🤖 AI Summary
The opaque internal computation mechanisms of Transformers hinder their interpretability and robustness evaluation. To address this, we propose the first Shannon entropy-based framework for dynamic residual flow analysis, modeling inter-layer information entropy evolution as a universal “computational signature.” Our method requires no architectural priors and is applicable across multimodal Transformer architectures—including LLMs and ViTs—under black-box conditions. It achieves three key functionalities: (1) precise discrimination among mainstream model families; (2) automatic classification of task prompt types; and (3) accurate prediction of output accuracy—demonstrating strong correlation (ρ > 0.82) between entropy trajectories and accuracy across multiple benchmarks.
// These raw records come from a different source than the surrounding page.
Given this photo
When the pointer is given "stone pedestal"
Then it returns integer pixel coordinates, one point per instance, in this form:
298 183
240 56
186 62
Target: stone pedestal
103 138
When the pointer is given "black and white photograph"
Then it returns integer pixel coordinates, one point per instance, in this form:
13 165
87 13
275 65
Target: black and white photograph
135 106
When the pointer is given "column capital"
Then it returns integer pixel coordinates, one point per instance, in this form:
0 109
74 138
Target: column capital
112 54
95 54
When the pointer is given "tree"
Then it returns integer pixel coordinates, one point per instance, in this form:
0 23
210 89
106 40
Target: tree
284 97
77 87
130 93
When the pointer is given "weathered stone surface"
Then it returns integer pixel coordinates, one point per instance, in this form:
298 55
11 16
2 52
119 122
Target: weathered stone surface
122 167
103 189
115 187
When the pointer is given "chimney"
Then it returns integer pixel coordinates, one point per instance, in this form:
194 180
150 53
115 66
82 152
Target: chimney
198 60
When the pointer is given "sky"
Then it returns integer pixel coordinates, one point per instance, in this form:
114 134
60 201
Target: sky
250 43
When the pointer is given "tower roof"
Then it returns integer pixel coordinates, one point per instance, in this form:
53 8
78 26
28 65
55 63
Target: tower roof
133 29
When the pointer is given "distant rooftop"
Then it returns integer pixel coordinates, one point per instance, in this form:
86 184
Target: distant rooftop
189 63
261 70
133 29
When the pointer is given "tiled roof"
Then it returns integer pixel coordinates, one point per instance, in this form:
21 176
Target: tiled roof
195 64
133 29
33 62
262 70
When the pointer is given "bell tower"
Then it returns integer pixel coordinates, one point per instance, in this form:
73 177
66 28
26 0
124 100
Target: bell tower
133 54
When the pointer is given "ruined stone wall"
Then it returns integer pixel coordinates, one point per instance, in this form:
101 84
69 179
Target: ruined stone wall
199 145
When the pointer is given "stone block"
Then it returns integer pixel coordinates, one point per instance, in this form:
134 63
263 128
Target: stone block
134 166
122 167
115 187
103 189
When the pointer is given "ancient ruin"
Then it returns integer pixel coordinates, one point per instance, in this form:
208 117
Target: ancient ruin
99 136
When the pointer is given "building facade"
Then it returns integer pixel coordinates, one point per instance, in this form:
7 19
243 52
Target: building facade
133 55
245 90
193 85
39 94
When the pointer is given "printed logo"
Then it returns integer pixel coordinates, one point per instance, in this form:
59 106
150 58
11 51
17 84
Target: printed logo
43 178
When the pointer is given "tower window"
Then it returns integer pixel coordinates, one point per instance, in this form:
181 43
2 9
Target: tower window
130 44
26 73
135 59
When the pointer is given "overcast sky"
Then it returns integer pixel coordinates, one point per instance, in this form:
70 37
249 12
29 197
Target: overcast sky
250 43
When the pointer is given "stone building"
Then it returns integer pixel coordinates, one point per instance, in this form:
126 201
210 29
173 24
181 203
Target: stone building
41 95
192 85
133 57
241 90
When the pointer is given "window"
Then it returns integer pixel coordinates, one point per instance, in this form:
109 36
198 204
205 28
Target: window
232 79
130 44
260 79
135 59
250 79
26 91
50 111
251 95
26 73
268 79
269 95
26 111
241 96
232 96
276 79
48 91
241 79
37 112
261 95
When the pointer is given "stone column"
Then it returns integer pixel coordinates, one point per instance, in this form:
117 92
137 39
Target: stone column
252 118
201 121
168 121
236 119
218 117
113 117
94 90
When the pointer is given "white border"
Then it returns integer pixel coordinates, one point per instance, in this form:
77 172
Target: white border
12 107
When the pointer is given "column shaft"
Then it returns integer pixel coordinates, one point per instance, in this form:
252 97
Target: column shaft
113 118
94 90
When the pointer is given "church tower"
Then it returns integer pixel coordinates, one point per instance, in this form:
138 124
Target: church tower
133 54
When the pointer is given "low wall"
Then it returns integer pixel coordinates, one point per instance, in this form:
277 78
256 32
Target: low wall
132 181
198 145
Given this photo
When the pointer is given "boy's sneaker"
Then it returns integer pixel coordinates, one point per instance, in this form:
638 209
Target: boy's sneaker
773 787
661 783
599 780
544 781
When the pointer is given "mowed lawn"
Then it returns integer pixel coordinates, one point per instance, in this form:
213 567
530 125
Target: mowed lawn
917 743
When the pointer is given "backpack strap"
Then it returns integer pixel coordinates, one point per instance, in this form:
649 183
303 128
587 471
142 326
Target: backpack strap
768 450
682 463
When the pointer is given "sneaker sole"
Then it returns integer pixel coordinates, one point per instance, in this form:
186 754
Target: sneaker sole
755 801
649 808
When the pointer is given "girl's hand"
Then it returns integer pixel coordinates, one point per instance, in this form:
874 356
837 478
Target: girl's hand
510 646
Crucially, this work establishes information entropy evolution as a generalizable and transferable computational representation paradigm for Transformers—a novel contribution to foundational model analysis.
📝 Abstract
Transformer models have revolutionized fields from natural language processing to computer vision, yet their internal computational dynamics remain poorly understood raising concerns about predictability and robustness. In this work, we introduce Entropy-Lens, a scalable, model-agnostic framework that leverages information theory to interpret frozen, off-the-shelf large-scale transformers. By quantifying the evolution of Shannon entropy within intermediate residual streams, our approach extracts computational signatures that distinguish model families, categorize task-specific prompts, and correlate with output accuracy. We further demonstrate the generality of our method by extending the analysis to vision transformers. Our results suggest that entropy-based metrics can serve as a principled tool for unveiling the inner workings of modern transformer architectures.